Overall, the goal of this consensus statement by PCDE is to offer practical treatment recommendations that can be
widely implemented by PCPs and inform shared-decision conversations with their patients. This approach can
serve to focus the understanding of the PCP and complement the available national and international treamtent
guidelines for T2DM.
- Conclusion: From CVOT data to a patient-centred approach
PCPs practicing today have a range of precision therapeutic tools available for the treatment of T2DM that could
not be imagined by physicians even a relatively short time ago . With its 2008 Guidance to Industry, the US FDA
ushered in a new era of knowledge about the patient outcomes associated with use of these therapies in high-risk
populations. This era of knowledge, however, is also one of increasing complexity. CVOTs and other long-term
trials are providing more and more data on various patient outcomes. The relevance and importance of this wealth
of data to individual patients must be carefully assessed by physicians. To assist HCPs with applying this data,
treatment guidelines for T2DM have also become increasingly complex in recent years and are likely to continue to
become more intricate as more relevant knowledge is amassed.

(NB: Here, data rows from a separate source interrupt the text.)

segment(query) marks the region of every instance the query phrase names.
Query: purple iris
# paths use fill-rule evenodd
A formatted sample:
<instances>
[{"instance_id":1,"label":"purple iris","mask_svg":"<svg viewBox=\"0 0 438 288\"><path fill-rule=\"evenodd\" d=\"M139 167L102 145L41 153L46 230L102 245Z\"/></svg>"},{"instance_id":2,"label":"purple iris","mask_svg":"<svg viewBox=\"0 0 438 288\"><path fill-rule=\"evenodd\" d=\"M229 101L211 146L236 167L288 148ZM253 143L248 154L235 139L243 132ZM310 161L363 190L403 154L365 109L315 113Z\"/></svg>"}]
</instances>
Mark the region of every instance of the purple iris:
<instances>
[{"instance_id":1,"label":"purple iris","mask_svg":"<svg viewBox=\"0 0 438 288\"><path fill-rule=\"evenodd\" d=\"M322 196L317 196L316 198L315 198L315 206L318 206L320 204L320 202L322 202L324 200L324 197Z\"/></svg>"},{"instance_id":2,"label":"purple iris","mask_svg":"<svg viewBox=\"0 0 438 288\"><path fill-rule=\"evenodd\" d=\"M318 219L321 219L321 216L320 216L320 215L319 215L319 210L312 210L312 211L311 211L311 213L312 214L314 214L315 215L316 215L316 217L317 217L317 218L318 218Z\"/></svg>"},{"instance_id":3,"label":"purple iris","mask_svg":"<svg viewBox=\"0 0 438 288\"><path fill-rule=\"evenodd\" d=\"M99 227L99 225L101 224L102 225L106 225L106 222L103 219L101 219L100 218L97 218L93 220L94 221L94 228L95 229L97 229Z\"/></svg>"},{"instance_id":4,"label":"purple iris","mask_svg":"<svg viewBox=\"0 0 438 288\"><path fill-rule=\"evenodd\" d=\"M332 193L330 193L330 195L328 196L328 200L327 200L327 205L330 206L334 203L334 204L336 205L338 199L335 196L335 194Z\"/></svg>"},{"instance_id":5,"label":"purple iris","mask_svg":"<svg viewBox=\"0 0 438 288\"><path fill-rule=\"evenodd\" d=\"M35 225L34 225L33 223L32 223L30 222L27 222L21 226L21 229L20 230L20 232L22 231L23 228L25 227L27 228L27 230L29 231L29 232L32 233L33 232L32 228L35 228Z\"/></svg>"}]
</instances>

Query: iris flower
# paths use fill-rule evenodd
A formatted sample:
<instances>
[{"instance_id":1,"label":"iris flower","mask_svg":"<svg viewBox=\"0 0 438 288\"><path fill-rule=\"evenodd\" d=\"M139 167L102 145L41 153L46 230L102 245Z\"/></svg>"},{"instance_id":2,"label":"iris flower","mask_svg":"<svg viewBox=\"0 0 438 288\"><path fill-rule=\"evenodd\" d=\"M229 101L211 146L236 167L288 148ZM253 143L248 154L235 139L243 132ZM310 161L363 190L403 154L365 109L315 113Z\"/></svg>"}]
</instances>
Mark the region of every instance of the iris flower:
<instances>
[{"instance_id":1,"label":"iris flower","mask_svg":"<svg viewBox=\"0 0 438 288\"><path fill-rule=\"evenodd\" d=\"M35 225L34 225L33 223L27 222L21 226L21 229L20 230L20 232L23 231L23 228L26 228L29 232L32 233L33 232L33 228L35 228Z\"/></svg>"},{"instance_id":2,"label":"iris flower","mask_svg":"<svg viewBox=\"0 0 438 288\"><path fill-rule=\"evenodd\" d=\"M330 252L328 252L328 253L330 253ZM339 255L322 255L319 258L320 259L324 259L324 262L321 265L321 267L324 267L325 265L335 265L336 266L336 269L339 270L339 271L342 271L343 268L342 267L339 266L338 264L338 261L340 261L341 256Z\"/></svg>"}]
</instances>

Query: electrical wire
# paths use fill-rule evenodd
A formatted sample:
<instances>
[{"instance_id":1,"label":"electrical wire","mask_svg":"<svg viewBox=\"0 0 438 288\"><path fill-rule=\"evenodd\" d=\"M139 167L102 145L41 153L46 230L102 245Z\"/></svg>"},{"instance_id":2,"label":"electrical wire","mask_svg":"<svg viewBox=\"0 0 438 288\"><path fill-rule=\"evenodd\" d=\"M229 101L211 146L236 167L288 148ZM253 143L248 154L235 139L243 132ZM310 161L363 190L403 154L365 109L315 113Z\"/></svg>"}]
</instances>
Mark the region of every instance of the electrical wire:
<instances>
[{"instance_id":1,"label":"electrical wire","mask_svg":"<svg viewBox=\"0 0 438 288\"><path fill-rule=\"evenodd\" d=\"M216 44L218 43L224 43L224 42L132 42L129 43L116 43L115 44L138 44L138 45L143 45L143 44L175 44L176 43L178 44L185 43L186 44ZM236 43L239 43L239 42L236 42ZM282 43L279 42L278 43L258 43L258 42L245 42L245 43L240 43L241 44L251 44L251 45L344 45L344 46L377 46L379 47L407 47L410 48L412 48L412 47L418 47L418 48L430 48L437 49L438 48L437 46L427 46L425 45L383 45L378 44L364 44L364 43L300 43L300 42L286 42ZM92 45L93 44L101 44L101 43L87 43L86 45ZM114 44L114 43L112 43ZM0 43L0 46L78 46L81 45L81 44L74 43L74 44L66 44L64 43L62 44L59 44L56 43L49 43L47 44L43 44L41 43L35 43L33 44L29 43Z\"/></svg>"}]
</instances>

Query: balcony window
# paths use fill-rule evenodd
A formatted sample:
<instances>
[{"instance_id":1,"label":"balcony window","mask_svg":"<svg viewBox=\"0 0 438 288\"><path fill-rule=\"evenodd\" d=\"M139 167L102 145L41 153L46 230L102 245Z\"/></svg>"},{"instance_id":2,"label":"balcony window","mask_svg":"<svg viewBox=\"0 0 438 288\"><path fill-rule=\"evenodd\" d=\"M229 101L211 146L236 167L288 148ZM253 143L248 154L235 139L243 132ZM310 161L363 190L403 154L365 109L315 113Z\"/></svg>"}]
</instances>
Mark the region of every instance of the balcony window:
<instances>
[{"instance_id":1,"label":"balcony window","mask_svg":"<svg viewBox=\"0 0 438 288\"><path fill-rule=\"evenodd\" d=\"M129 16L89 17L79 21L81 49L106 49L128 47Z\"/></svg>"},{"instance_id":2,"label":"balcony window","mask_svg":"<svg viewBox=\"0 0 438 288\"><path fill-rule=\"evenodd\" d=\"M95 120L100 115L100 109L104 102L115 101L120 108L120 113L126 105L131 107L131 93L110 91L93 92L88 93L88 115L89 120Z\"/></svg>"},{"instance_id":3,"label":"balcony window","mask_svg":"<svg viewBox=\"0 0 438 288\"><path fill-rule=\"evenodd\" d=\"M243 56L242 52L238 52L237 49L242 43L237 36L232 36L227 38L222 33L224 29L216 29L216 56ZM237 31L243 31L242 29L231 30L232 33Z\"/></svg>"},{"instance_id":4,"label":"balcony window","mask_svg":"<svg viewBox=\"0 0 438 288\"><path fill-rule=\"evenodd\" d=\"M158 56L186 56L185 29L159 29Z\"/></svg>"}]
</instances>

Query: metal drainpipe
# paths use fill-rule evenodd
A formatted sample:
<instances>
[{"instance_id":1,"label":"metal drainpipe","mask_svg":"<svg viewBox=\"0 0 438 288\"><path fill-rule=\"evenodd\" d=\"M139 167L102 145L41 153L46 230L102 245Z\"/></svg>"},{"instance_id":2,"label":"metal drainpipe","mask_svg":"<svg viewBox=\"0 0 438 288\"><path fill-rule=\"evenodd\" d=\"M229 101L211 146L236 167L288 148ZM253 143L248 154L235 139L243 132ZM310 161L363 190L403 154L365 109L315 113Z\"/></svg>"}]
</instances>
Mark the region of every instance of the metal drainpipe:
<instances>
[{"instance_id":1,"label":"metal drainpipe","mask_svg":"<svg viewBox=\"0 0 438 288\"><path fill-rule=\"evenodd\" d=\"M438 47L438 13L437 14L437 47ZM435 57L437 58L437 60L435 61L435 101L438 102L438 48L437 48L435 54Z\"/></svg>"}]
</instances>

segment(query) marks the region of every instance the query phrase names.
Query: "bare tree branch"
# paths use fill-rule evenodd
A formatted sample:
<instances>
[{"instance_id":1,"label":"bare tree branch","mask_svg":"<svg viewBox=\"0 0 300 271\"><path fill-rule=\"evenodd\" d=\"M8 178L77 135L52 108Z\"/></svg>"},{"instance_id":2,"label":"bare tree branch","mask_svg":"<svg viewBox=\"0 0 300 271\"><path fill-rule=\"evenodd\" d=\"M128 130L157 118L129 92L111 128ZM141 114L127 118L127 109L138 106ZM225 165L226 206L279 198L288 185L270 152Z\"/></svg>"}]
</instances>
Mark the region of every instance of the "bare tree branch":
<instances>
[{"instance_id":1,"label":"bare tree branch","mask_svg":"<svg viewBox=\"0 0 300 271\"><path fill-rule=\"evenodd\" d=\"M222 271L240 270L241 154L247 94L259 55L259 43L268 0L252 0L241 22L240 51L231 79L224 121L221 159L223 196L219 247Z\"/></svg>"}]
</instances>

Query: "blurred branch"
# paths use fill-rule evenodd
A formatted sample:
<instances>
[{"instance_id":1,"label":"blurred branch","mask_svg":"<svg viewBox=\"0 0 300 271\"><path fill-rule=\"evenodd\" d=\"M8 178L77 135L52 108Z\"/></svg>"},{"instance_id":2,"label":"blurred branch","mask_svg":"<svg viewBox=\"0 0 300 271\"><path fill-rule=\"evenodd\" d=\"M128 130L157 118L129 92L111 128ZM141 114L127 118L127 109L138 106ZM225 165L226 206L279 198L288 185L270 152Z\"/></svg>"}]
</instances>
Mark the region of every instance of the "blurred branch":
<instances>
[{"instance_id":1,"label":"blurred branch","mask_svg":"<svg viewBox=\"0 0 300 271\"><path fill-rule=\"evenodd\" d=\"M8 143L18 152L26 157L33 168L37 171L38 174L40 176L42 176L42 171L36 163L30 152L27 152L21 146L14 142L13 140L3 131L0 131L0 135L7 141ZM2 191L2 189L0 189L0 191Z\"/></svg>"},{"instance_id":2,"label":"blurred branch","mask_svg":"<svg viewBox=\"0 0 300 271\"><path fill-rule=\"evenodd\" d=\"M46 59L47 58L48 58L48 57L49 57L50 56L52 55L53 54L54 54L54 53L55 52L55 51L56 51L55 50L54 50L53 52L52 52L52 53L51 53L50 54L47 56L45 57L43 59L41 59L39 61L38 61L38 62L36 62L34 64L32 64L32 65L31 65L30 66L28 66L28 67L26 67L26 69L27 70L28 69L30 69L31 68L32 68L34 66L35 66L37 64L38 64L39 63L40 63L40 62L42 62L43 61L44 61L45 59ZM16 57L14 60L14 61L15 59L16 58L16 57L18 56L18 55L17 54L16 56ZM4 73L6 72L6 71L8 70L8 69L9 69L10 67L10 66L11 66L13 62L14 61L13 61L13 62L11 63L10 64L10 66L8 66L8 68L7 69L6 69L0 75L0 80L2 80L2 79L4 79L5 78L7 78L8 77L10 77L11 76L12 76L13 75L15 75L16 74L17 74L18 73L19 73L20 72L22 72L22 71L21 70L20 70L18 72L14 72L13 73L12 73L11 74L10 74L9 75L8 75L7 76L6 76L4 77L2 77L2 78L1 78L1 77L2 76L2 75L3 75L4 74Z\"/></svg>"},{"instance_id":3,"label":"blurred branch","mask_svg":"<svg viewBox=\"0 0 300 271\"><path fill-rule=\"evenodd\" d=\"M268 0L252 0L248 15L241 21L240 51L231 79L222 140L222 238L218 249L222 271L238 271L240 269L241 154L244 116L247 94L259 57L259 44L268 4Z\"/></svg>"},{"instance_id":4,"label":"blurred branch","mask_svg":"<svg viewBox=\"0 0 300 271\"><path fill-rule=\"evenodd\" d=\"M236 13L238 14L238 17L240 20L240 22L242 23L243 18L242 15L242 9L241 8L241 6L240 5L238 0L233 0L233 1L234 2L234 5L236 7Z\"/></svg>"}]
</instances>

It is incumbent on all HCPs who make treatment decisions with patients with T2DM to use these new precision
tools as wisely as possible. This can be a challenge to PCPs who not only must focus on a wide range of patient
goals and characteristics, but who are also tasked with adopting a shared decision model founded on evidencebased
discussions with their patients. As an adjunct to the comprehensive, often specialist-focused national and
international treatment guidelines, PCDE has formulated an easy to use consensus statement that summarises the
relevant data from CVOTs and other trials and applies it to the types of patients typically treated in primary care.
This position statement will provide PCPs worldwide an evidence-based tool they can use as a foundation for treatment discussions with their patients.